La glycémie correspond au taux de glucose présent dans le sang. Elle fluctue naturellement au cours de la journée, notamment après les repas, mais lorsque ces variations deviennent trop importantes ou trop fréquentes, elles peuvent avoir des conséquences sur la santé. Des pics répétés de glycémie fatiguent l’organisme, favorisent l’inflammation et augmentent le risque de maladies métaboliques à long terme.
C’est particulièrement le cas chez les personnes atteintes de diabète de type 2, une pathologie chronique caractérisée par une mauvaise utilisation de l’insuline par l’organisme. Résultat : le glucose pénètre moins bien dans les cellules et s’accumule dans le sang. La prise en charge repose généralement sur une alimentation adaptée, l’activité physique et parfois un traitement médicamenteux.

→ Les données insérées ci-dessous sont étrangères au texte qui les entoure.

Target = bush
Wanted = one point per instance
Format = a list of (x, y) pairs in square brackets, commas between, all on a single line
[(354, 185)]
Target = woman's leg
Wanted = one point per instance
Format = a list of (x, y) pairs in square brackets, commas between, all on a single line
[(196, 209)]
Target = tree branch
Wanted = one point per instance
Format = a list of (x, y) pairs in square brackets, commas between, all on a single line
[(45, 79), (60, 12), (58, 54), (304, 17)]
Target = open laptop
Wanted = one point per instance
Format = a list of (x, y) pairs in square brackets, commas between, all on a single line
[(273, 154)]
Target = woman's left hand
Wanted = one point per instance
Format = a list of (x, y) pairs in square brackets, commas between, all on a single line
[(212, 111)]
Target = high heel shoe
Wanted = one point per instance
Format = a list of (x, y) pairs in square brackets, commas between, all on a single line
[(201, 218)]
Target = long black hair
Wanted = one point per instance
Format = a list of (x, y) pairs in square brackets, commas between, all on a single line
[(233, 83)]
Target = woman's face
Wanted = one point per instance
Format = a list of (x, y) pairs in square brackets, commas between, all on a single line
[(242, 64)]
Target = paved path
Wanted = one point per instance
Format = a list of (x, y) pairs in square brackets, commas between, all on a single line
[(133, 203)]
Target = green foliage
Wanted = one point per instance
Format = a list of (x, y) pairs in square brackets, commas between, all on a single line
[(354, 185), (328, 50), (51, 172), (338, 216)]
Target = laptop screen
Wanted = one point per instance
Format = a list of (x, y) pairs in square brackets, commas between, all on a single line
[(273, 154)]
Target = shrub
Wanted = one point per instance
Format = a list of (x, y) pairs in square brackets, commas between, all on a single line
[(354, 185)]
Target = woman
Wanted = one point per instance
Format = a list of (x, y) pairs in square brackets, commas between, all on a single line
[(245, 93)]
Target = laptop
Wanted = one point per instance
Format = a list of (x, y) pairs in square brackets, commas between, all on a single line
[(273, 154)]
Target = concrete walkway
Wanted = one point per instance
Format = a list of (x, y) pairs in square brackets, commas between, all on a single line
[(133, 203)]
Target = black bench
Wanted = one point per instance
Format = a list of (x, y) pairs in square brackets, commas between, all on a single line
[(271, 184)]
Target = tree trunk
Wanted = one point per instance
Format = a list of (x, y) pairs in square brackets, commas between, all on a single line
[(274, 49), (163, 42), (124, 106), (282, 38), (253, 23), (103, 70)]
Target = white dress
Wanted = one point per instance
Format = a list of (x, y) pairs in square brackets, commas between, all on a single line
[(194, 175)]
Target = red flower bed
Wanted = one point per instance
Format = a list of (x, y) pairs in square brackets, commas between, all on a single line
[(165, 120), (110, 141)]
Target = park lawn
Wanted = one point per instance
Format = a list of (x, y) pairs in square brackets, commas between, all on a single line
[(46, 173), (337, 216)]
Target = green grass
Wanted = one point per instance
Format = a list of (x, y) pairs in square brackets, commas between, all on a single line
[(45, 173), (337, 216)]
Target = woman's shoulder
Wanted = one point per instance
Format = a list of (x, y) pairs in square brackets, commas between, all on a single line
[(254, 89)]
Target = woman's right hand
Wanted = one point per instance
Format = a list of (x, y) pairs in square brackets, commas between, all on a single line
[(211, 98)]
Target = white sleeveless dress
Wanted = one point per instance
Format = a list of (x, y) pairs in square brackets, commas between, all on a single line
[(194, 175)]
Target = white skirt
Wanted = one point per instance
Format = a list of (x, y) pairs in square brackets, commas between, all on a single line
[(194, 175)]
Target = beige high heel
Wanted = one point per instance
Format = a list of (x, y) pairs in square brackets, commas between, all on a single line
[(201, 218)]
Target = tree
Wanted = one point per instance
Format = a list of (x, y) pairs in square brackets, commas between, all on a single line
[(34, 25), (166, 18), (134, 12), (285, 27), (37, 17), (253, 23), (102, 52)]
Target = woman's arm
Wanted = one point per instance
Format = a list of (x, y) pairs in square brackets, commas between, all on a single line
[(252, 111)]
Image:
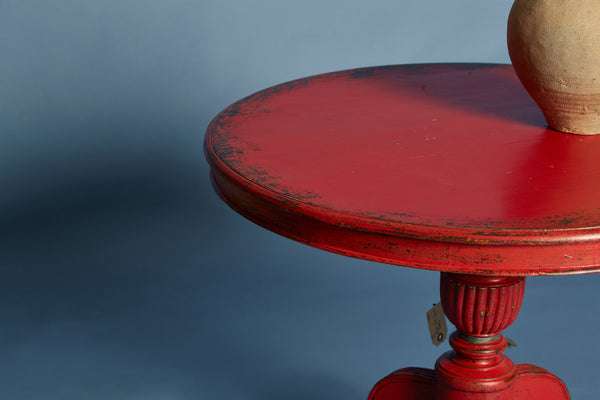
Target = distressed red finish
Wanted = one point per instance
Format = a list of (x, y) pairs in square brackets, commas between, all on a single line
[(480, 307), (438, 166), (447, 167)]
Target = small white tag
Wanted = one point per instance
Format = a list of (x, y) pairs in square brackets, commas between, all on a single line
[(437, 324)]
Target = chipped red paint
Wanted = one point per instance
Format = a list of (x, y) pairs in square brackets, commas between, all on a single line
[(480, 307), (437, 166), (446, 167)]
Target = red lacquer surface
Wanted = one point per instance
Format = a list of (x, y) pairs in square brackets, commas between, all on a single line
[(447, 167)]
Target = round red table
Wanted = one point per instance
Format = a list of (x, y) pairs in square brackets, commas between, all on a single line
[(437, 166)]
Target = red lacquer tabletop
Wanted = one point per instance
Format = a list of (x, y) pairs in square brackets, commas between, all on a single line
[(437, 166)]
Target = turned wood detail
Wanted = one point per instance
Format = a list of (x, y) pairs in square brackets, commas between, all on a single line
[(480, 307)]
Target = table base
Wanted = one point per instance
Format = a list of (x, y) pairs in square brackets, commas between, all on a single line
[(480, 307), (531, 383)]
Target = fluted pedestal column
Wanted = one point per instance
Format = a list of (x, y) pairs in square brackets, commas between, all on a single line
[(480, 307)]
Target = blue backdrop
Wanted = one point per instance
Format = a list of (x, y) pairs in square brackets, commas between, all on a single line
[(122, 274)]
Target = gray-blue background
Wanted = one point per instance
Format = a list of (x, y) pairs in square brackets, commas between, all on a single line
[(122, 274)]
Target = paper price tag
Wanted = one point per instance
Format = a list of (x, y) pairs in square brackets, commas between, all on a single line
[(437, 324)]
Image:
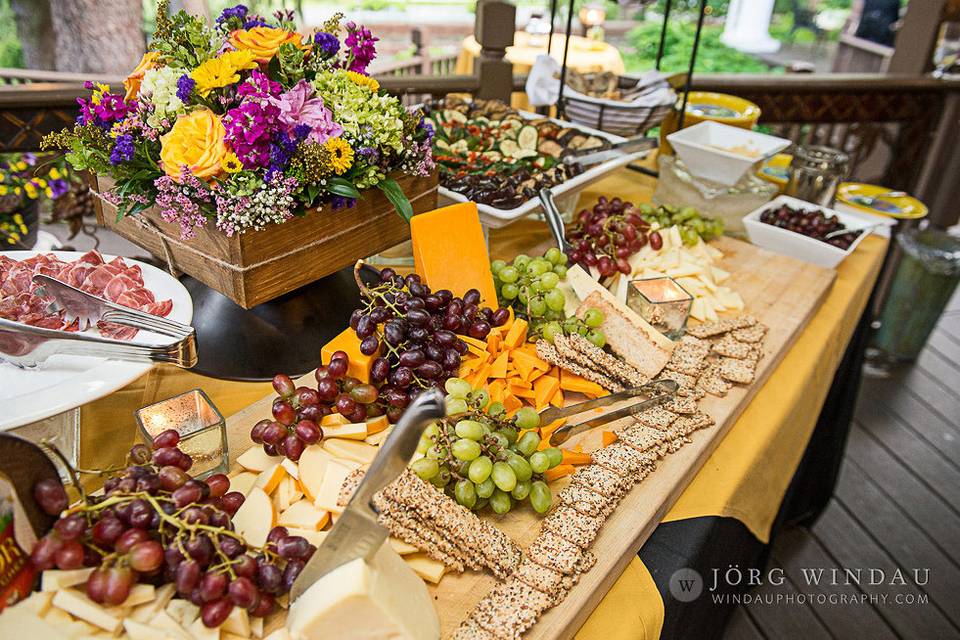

Mais de plus en plus d’études s’intéressent aussi à l’impact de petits gestes du quotidien, capables d’influencer la régulation de la glycémie.
Selon une étude relayée par Fox News et publiée dans la revue scientifique Cell Metabolism, s’exposer régulièrement à la lumière naturelle, simplement en s’asseyant près d’une fenêtre, pourrait aider à mieux contrôler la glycémie chez les personnes atteintes de diabète de type 2. Un geste en apparence anodin, mais qui aurait un impact réel sur le métabolisme du glucose.
Les chercheurs ont comparé des périodes passées sous lumière naturelle du jour et sous lumière artificielle, tout en maintenant constants les repas, les horaires et les traitements des participants. Résultat : lorsque les participants étaient exposés à la lumière naturelle, ils passaient davantage de temps dans une zone de glycémie stable, avec moins de pics et de chutes brutales. Leur organisme utilisait également plus de graisses et moins de glucides comme source d’énergie, un profil métabolique associé à une meilleure régulation du sucre sanguin. Les scientifiques expliquent ces effets par le rôle clé du rythme circadien, l’horloge interne qui régule de nombreuses fonctions biologiques, dont la libération d’insuline et le métabolisme du glucose. La lumière du jour agit comme un signal puissant pour synchroniser cette horloge. Lorsqu’elle est perturbée — par un manque de lumière naturelle ou une exposition excessive à la lumière artificielle — le contrôle de la glycémie peut se dégrader.
Malgré ces résultats encourageants, les chercheurs appellent à la prudence. La première limite de cette étude réside dans la taille réduite de l’échantillon. Le nombre de participants reste trop faible pour tirer des conclusions définitives applicables à l’ensemble des personnes atteintes de diabète de type 2. Des études plus larges seront nécessaires pour confirmer ces observations.
Autre point important : l’exposition à la lumière naturelle ne remplace en aucun cas les traitements médicaux existants. Les spécialistes insistent sur le fait que cette habitude doit être considérée comme un complément, et non comme une solution miracle. Une alimentation équilibrée, l’activité physique régulière et le suivi médical restent indispensables pour éviter les complications liées au diabète. Enfin, l’étude ne précise pas encore la durée idéale d’exposition ni les moments de la journée les plus bénéfiques. La qualité de la lumière, la saison, l’emplacement géographique ou encore les habitudes de sommeil pourraient aussi influencer les résultats. Autant de paramètres qui devront être étudiés plus en détail.